I knew better. I actually did end up getting a NFCU auto loan and went in saying so. I let the manager convince me to give him the chance to get a lower rate with ONE HP....from them, apparently. Got me!
Thanks for the feedback!
I would think an 850 score would be perfectly possible without a mortgage. You'd definitely need an installment loan paid down to under 9%, but as long as all other factors are maximized (1% util, AAoA 8+ years, AoOA 15+ years, AoYA > 1 year, zero inquiries, etc) I would think 850 would be attainable
AN installment loan? Meaning, paying down my small one to under 9% would help? Or must it be the auto loan? TIA
The thing that needs to get down to under 9% is something we'll call "installment utilization" -- for a lack of a better phrase. It is a lot like credit card utilization, but it applies solely to installment debt, rather than revolving debt.

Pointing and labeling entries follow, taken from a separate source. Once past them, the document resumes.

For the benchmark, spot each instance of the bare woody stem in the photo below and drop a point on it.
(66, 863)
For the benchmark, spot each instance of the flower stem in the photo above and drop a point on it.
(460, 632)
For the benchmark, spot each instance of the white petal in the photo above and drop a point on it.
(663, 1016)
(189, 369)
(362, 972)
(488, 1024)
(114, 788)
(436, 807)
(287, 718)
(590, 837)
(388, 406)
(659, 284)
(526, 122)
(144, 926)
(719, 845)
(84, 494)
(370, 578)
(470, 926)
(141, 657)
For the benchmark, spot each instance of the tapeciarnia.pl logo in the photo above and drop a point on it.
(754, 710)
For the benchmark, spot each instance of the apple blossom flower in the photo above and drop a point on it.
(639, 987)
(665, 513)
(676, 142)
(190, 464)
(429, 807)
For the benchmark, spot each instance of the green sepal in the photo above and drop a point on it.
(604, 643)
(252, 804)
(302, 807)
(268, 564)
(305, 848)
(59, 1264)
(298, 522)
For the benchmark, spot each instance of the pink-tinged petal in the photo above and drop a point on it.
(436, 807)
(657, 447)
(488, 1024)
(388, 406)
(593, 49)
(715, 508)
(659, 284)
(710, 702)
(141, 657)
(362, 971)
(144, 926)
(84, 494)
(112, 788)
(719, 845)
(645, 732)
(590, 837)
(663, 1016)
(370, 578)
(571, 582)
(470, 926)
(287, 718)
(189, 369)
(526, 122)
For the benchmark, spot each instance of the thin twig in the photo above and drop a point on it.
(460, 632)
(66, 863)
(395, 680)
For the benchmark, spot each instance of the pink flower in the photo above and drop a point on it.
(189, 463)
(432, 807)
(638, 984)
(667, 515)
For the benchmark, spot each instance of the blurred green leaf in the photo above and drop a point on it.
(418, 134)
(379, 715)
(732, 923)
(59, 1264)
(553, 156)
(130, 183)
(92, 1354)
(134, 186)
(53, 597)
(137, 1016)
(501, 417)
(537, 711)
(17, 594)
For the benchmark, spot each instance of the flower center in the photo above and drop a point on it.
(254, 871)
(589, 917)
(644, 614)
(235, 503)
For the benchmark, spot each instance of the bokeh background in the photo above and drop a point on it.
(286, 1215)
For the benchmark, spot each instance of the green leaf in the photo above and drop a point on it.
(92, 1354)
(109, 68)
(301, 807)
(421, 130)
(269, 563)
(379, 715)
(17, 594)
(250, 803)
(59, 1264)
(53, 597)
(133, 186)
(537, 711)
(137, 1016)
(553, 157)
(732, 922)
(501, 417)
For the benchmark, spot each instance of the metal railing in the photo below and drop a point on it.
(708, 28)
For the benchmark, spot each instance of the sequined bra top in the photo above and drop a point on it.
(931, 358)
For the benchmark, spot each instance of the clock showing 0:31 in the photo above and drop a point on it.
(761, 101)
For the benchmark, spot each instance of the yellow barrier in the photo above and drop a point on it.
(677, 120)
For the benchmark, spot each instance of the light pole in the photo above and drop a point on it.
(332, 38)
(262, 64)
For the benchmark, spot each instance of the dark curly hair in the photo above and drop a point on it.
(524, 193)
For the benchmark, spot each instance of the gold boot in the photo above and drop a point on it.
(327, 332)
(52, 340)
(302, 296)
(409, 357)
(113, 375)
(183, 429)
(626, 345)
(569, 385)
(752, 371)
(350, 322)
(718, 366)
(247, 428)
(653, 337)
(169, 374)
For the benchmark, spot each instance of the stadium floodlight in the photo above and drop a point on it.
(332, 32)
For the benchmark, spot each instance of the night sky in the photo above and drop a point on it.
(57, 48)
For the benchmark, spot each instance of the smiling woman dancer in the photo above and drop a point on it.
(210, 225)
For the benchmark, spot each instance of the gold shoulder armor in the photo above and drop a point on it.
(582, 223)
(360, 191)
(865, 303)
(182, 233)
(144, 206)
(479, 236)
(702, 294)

That factor measures how much of your existing open installment debt you have paid off. Here's how that factor works. You take all your current open installment loans (only the open ones -- ignoring all closed loans). You then add up all the amount you currently owe. Call that CURRENT. Then you add up the amounts that the loans were originally for. Call that ORIGINAL. Then you divide CURRENT by ORIGINAL and you get a percent. (Do you see how that is a lot like the credit card utilization calculation?) When that % is close to 100, or if you don't have any open loans at all, then you get no FICO points from this factor. But when the % is very low (say 1-9%) then you get most or all of the points from this factor.
So in your case you'd need to pay down the car a great deal, since that is part of your total open debt.
The total number of points you might expect to get from going from a total installment utilization of > 91% (where you are now) to < 9% would be about 30 points.
This is why I said, in my earlier reply to you, that if you get a big windfall of cash (12-13k), you'd benefit from paying down your loans but keeping them open.